Pemain Persib Bandung mendominasi komposisi tim All Star yang akan berlaga di Perang Bintang Liga Super Indonesia (LSI) 2009/2010. Dari delapan belas pemain yang terpilih, Persib mencatatkan enam pemainnya yang memiliki pilihan terbanyak yaitu Markus Harris Maulana, Maman Abdurahman, Nova Arianto, Atep, Eka Ramdani, dan Christian Gonzales.

Polling yang diprakarsai oleh PT Liga Indonesia (Liga) ini mencatatkan 56 nomine. Selain enam pemain Persib, dua belas pemain lainnya yang masuk dalam skuad pilihan tim All Star yang akan melawan Kampium juara LSI Arema Indonesia, Minggu (6/6) mendatang yakni Ferry Rotinsulu (kiper), Edi Sibung, M. Roby, Ricardo Salampessy (belakang), Diva Tarkas, M. Ilham, Zah Rahan, Firman Utina, Aldo Barreto (tengah), Boaz Solossa, Bambang Pamungkas, Park Jung Hwan (depan).

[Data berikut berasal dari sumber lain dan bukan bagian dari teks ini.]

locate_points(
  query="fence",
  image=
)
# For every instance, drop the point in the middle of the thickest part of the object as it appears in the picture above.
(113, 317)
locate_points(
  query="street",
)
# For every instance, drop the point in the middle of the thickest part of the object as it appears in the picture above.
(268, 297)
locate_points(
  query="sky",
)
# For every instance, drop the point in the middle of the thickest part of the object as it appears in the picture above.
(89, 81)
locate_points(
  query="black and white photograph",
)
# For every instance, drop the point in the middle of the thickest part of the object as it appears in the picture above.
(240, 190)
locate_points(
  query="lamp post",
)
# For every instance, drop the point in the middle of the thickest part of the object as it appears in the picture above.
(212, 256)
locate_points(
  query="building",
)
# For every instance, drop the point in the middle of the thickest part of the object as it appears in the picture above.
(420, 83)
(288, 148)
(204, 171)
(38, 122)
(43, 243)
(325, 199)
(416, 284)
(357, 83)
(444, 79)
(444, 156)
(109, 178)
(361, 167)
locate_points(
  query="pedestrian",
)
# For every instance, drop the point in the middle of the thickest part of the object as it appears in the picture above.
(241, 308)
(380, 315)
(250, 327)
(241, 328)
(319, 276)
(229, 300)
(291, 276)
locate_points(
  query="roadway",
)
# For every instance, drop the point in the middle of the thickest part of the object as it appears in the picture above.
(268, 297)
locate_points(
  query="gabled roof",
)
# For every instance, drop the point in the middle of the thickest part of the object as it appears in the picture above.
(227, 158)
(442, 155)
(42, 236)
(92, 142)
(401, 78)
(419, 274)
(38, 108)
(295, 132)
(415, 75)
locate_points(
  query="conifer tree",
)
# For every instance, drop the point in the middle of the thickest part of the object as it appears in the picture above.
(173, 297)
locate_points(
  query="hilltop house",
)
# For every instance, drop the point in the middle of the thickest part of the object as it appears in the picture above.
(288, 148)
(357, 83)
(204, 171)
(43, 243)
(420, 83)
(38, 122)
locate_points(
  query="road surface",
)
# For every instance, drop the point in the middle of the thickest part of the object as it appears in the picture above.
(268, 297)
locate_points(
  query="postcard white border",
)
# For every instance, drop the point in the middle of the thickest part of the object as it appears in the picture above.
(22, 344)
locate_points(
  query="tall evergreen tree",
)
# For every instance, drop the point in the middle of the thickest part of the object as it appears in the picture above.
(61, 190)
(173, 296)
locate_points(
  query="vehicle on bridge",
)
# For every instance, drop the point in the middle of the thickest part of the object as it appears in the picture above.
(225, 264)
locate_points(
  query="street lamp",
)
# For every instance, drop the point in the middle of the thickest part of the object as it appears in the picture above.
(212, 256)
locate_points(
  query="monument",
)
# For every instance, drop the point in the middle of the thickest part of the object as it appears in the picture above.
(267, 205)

Sementara untuk posisi pelatih tim All Star terpilih pelatih Persipura, Jacksen Tiago. Dia menyisihkan tiga nama lainnya yakni Rahmad Darmawan, Zaenal Abidin, dan Junaedi. Sementara manajer terpilih yakni Alex Noerdin (Gubernur Sumsel).

Berdasarkan hasil polling, Markus Haris Maulana menempati pilihan terbanyak dengan persentase 38,77 persen. Lalu, di Nova berada di belakang Edi Sibung (PSPS) yang merebut 18,77 persen. Nova sendiri menghasilkan polling sebesar 15,91 persen. Di lini tengah, Diva Tarkas (PSM) dengan raihan 20,82 persen mengungguli dua perolehan dua pemain Persib Atep dan Eka Ramdani. Sementara di posisi striker, Christian Gonzales menjadi yang terfavorit dengan raihan 36,73 persen.

Hasil ini berdasarkan dari 8.000 SMS yang masuk. CEO Liga Joko Driyono menuturkan, nama-nama ini merupakan hasil polling sementara, yang berjalan sejak awal Mei ini dan masih terbuka hingga 3 Juni mendatang. Namun dipastikan hasil polling akhir tidak akan berubah jauh.

“Perang Bintang ini digelar selain untuk memuaskan para penggemar sepak bola tanah air juga sekaligus penghormatan bagi juara LSI musim ini. Pada Perang Bintang nanti akan diserahkan trofi juara kepada Arema. Nantinya yang akan menyerahkan rencananya adalah Presiden RI Susilo Bambang Yudhoyono,” ujar Joko.

Selain penyerahan piala, acara Perang Bintang akan memberikan sepatu emas dan uang tunai Rp 100 juta kepada pemain terbaik, yang calonnya yakni Kurnia Meiga (Arema), Erik Weeks (Persiwa), Aldo Baretto (Bontang FC), Christian Gonzales (Persib).

Laga Perang Bintang ini akan digelar pada malam hari, usai perang bintang antara juara LSI U-21 Persib Bandung dan tim pilihan Liga yang dilatih oleh Ronny Wabia.

Sementara itu, mengenai tiket, menurut Joko, Liga tidak akan membatasi pembelian tiket. Tiket akan dijual langsung pada hari pertandingan. “Untuk pemesanan tiket, akan kami layani hingga 5 Juni nanti. Saat ini sudah ada sekitar tujuh ribu tiket yang terpesan,” katanya.

Liga nantinya, hanya akan membuka tribun bawah Stadion Utama Gelora Bung Karno Senayan dengan kapasitas 50.000 penonton.